Many of the women I work with feel they must earn their rest by being productive. Even when they take a break, their mind keeps running. They think about what they should be doing next, or how they will make up for lost time later.
But rest is not wasted time. It is recovery time. Without it, the mind and body cannot integrate what they have been through. The idea that we must always push harder is not resilience—it is depletion.
Giving yourself permission to pause is the first step toward creative recovery.
I shared a few of the activities I use with clients to help them reconnect with themselves.
1. The Body Scan Drawing
Draw a simple figure outline, like a gingerbread person. Then, use colours and shapes to represent how you feel in different areas of your body. Where do you hold tension? What colours feel peaceful? Over time, you begin to notice patterns in where your stress lives and how it shifts.
2. The Bridge Drawing
Draw two shores. On one side, include the things you want to leave behind—stress, overwork, perfectionism. On the other side, draw what you want to move toward—balance, confidence, calm. Then draw the bridge between them. What obstacles appear? Is the bridge sturdy or shaky? What does the water below look like?

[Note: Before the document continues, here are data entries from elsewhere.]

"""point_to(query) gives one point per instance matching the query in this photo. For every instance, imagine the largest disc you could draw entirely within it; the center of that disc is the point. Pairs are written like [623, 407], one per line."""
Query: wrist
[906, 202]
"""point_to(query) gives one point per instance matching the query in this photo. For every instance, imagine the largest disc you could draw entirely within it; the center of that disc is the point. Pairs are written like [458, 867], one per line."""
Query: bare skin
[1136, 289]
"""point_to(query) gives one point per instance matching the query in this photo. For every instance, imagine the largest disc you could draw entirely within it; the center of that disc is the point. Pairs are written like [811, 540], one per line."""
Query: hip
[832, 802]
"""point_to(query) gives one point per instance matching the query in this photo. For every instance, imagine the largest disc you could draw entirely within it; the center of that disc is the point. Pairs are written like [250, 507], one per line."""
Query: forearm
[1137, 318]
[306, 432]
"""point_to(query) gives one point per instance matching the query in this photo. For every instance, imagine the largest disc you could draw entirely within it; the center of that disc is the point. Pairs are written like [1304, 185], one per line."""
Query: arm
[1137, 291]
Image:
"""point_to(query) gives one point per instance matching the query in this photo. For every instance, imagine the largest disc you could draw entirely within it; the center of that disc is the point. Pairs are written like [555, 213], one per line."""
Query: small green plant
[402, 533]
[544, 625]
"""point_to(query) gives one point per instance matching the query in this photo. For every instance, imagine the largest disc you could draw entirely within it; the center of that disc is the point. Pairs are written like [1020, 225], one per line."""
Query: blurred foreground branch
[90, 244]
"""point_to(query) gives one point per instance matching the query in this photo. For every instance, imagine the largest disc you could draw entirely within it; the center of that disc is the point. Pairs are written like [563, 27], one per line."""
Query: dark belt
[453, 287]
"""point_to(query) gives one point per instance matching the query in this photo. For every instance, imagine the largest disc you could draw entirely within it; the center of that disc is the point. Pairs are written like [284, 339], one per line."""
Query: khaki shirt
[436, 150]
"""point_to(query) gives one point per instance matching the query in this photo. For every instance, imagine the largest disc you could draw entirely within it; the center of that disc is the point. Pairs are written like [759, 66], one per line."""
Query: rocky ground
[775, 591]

The reflection afterwards often brings insight. One client laughed when she realized she had drawn herself crossing dangerous waters, even though she could not swim. These moments of humour and awareness reveal what the mind already knows but has not yet said aloud.
3. The Personal Solar System
Place yourself at the centre of a page as the sun. Around you, draw circles representing the people and commitments in your life. Who is close to your orbit? Who has drifted farther away? Who might you want to bring closer—or release?
This simple exercise makes support systems visible. It helps identify where to draw new boundaries and where to reconnect.
For many women in STEM, burnout is not caused by a lack of capability, but by the weight of expectation. The belief that we must be dependable, productive, and composed at all times leaves little room for rest.
I often remind clients that boundaries are not barriers; they are structures that protect your energy. Learning to say “not right now” or “I need help” is not weakness—it is wisdom.
Balance does not mean doing everything equally. It means understanding what truly matters and honouring your limits.
I often suggest my clients combine creativity with nature. A quiet walk through a forest or along the ocean can be deeply restorative. For me, walking my dog on the forest path near my home has become a daily ritual. It is my moving meditation.
You do not have to be still to be mindful. Sometimes, the simplest act of walking, noticing light through trees, or listening to birdsong can reset your nervous system.
When you are recovering from burnout, it is easy to think you need to bounce back. But growth after burnout is not about returning to who you were—it is about becoming someone new.
You learn to spot your early warning signs. You stop measuring your worth by your output. You begin to listen to your body and build internal resources like self-trust and compassion.
As I shared on the podcast, the goal is not perfection. It is presence.
If this conversation resonates with you, I invite you to explore:
You do not need to wait until burnout to begin. You can start today—with one colour, one breath, or one small act of creativity.
Because recovery begins the moment you give yourself permission to pause.